It’s hard to get a measure of organizational productivity. It’s often company, project, and goal-specific. But when it comes to engineering organizations, there are at least some metrics you can collect to help investigate a hypothesis or serve as red flags for further investigation. None of these is enough to diagnose success or failure, but they can be a good starting point.
Technical metrics to track in engineering organizations.
Service uptime. What’s the service uptime? The correct number depends on various factors — is it a customer-facing service? Is it in the critical path? Or is it an offline batch job?
Number of flaky tests. Do integration tests return false positives, reporting a failure despite the application functioning correctly, or have no changes been made to that area of code? These tests take significant developer focus and can slow down several critical pipelines (CI/CD, production deployments, and more).

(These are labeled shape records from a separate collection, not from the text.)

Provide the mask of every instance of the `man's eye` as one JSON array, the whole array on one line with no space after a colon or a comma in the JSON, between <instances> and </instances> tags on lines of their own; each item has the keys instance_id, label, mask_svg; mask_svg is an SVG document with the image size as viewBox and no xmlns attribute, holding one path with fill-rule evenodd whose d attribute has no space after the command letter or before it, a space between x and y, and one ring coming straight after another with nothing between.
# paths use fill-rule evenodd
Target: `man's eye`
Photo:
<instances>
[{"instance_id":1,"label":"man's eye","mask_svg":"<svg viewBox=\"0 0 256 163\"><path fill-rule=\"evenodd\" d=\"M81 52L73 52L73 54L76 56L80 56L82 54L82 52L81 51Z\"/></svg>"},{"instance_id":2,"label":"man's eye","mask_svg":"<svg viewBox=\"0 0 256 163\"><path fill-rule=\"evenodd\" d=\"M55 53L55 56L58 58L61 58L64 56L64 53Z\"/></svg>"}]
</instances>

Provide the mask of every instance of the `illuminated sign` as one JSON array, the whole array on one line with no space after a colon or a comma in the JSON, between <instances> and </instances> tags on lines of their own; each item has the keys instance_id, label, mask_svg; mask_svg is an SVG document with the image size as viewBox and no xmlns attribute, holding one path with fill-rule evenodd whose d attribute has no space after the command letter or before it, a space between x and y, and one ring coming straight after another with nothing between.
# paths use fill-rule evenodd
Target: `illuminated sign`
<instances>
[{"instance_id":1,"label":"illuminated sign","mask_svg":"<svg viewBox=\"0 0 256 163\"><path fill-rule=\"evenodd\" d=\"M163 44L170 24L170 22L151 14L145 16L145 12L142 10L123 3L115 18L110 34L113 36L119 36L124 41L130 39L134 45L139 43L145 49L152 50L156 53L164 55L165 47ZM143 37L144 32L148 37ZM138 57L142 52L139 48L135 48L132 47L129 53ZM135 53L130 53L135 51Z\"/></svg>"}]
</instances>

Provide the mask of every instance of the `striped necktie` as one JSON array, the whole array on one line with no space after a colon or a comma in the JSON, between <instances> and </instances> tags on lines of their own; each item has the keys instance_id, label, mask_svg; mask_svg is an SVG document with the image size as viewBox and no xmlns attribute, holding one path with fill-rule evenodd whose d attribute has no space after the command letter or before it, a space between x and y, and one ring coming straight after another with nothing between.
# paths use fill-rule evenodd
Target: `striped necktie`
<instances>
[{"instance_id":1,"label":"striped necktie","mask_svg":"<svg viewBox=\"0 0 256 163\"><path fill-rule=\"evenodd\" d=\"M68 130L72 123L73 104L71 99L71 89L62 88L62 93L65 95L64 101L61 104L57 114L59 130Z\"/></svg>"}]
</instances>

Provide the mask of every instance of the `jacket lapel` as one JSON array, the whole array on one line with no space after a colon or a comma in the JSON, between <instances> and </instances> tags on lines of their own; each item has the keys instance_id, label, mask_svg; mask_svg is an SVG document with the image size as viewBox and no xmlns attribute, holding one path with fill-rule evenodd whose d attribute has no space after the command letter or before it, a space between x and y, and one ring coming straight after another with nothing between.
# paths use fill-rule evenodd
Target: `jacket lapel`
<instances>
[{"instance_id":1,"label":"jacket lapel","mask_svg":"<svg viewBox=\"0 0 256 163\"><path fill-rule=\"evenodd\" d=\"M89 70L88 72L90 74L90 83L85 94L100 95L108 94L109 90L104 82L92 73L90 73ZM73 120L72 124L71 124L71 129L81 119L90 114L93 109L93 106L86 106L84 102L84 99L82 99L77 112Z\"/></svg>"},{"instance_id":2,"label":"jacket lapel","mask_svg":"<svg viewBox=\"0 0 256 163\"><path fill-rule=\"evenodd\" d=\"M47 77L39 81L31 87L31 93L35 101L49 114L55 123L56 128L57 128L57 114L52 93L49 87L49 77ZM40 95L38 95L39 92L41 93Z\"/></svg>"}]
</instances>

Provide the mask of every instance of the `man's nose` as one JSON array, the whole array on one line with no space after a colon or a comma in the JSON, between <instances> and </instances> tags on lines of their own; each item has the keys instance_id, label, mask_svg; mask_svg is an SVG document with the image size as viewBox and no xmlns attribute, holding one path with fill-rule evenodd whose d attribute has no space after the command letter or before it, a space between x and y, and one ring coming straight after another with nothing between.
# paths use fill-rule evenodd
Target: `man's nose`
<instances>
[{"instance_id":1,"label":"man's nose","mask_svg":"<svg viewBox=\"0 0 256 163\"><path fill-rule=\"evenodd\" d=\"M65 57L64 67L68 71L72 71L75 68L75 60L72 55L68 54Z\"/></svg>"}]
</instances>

Developer ramping time. How long does it take a new developer to run the software in a development mode locally? To set up a new machine with the necessary dependencies and configuration needed? To get the required permissions and authorization to function in their role?
Code review timing. How long does it take to get a change request reviewed by the relevant developers? Review time should be a function of change length (for the most part) and a red flag if the timing is sufficiently large.
Production deployment frequency. How often does code make it to production? It must be contextualized with the organization’s development cadence but should match the intended tempo.
Time to deployment. Given a change committed to the main branch, what’s the fastest it can show up in production? It is not always a necessary metric to track, but fixing if the delta is too long is essential. A related metric might also be CI/CD pipeline time: setup, unit tests, integration tests, and teardown. A long pipeline can complicate development.
Code reviews (per developer). A number that can easily be gamed is probably only relevant within teams and product groups. Most developers are expected to contribute code reviews (both peer and downward), and it can arguably be helpful for junior developers to contribute code reviews. It is mostly only a concern if a developer or team has a statistically significant deviation or two from the norm.
Lines of code written/deleted. A controversial one, but a measure I think can be helpful to at the extremes and when taken in context. Earlier in their career, developers should be expected to ship at least some code. Any developer or product team not writing any code should be a cause for further investigation. The more senior the developer, the more this rule falls apart and fails to work (senior developers' responsibilities might differ). Code deleted can be equally important.
Pull requests. Another controversial metric. A large number doesn’t necessarily correlate to quality, but a small number (or zero) can be an opportunity for improvement. Even for long-term projects and features, it’s better to get code reviewed and incrementally merged earlier in the cycle rather than later.